The Intelligence Branch report of 30th May, 1952 says that Sheikh Mujib had submitted a memorandum to the Prime Minister on behalf of Awami Muslim League demanding a neutral election commission and the freedom of Awami Muslim League workers. On the same day he held a press conference where he talked about making Bengali one of the state languages, the dire state of the farmers in East Bengal, the Kashmir problem, the failure of the foreign policy, the need for an election as soon as possible, abolishment of the Zamindari system without any compensations, and his own sufferings during the two and a half years he spent in prison. (Secret Documents of Intellingence Branch on Father of the Nation Bangabandhu Sheikh Mujibur Rahman, Edited by Sheikh Hasina, Hakkani publishers, Volume-2, page-218). He then went to Hyderabad to meet Mr. Suhrawardy, who appreciated his interventions in the press conference. He then travelled back to Karachi with him. In the car there were other lawyers who had confused ideas about the language movement. Mr. Suhrawardy asked Sheikh Mujib to recite some of Nazrul’s poems, which he translated to the fellow riders to show the richness of the Bengali language. Following Mr. Suhrawardy’s advice, Sheikh Mujib also went to Lahore and gave another press conference to explain the background and other issues related to the language movement. In addition, he also talked about the state of the politics and economy in the eastern part of the country. He then went to Murry for a short visit. From Lahore, he came back to Khulna touching Delhi and Calcutta.
After visiting Karachi, Bangabandhu realised how different the people of West Pakistan were from the Bengalis.

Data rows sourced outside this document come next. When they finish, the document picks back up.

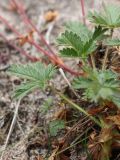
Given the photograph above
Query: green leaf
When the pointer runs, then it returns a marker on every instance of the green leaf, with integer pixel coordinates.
(112, 42)
(109, 17)
(78, 41)
(36, 75)
(55, 126)
(99, 86)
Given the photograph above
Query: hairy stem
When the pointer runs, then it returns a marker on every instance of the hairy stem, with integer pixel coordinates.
(83, 11)
(105, 58)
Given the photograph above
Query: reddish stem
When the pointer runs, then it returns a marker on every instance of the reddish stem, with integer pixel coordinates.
(83, 11)
(92, 4)
(27, 21)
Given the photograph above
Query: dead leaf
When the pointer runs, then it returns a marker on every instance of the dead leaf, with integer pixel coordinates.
(51, 16)
(115, 119)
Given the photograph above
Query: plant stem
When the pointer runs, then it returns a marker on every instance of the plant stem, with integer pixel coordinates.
(83, 11)
(80, 109)
(105, 58)
(93, 61)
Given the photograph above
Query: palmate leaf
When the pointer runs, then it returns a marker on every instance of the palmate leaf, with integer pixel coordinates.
(99, 85)
(109, 17)
(36, 75)
(112, 42)
(78, 41)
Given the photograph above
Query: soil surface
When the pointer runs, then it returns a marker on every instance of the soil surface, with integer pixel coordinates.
(28, 138)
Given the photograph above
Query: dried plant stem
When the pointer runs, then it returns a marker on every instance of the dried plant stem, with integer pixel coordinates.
(29, 22)
(56, 60)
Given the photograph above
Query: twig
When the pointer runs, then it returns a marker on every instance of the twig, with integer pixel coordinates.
(11, 127)
(49, 32)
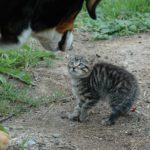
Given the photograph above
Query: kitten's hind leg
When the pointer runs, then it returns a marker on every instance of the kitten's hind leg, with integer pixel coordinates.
(74, 116)
(118, 109)
(85, 107)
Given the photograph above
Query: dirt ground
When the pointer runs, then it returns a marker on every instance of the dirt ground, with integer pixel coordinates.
(43, 129)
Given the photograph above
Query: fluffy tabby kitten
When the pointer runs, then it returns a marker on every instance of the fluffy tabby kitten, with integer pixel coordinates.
(94, 82)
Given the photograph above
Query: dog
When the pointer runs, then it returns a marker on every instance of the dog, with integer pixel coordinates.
(50, 21)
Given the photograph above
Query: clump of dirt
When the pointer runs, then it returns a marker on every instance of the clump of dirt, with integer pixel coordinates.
(43, 129)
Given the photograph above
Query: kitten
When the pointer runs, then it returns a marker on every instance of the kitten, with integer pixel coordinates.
(91, 83)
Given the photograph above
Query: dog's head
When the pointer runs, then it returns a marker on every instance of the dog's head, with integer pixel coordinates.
(50, 21)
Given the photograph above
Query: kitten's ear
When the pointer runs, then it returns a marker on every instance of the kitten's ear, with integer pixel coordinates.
(91, 7)
(93, 59)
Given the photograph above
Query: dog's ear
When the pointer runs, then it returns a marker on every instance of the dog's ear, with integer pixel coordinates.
(91, 7)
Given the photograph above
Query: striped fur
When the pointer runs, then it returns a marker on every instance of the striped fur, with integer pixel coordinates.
(91, 83)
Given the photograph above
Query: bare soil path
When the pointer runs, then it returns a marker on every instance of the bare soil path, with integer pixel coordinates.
(43, 129)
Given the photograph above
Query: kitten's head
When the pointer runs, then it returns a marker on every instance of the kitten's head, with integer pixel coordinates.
(79, 67)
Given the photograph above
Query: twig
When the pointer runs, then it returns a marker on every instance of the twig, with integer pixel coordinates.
(8, 117)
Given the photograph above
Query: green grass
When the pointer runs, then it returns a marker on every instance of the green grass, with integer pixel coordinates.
(13, 99)
(15, 64)
(116, 18)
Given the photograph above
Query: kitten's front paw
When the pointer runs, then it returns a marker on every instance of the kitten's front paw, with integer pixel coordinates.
(107, 121)
(73, 117)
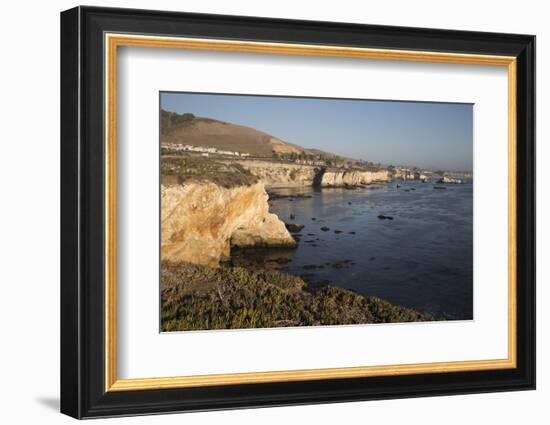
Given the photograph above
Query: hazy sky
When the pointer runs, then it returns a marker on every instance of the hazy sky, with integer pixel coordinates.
(430, 135)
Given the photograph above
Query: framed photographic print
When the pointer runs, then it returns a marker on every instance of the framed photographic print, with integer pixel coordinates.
(261, 212)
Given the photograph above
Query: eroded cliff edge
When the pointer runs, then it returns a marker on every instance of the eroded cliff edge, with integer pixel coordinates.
(200, 221)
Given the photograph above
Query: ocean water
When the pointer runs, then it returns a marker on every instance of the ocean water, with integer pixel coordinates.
(422, 258)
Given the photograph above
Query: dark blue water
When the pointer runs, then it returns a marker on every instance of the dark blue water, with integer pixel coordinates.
(421, 259)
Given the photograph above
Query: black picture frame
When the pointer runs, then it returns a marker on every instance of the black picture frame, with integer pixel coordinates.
(83, 392)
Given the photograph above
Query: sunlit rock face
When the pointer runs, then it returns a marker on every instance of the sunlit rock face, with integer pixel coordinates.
(201, 221)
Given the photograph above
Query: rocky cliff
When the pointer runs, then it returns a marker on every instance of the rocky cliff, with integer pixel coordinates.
(201, 221)
(339, 178)
(282, 174)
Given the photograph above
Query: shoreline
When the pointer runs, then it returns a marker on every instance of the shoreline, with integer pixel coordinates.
(196, 297)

Even the landscapes of the two parts of the country were so different. Thus he wrote, “This was my first visit to Karachi. I thought: so this is our capital! How many Bengalis would ever get the opportunity to see their capital? We were born in a country that was green everywhere; wherever one looked in Bengal one saw a sea of green. How could we ever get to like the pitiless landscape? People have an intimate relationship with their environment. Desert denizens have minds that wavered like the sand blowing in a desert. On the other hand, people of an alluvial region like Bengal have minds that were soft and verdant like the land. We were born into a world that abounded in beauty; we loved whatever was beautiful.” (‘The Unfinished Memoirs’, page- 214). No doubt, he could clearly see the distinct features of the people, culture, economy and nature of East Bengal. Hence he was able to formulate the campaign for Bengali nationalism which ultimately led his people to the struggle for a separate state called Bangladesh. This was certainly not a hundred meter sprint. It was a long caravan journey with all his people moving together under his charismatic leadership. The state of Pakistan then was so scared of this people’s protagonist that his every move was under the scanner of the intelligence branch. He himself was always on the move, seeking the just cause of people’s freedom from all kinds of injustices and inequalities.
The writer is the Bangabandhu Chair Professor of Dhaka University and former governor of Bangladesh Bank.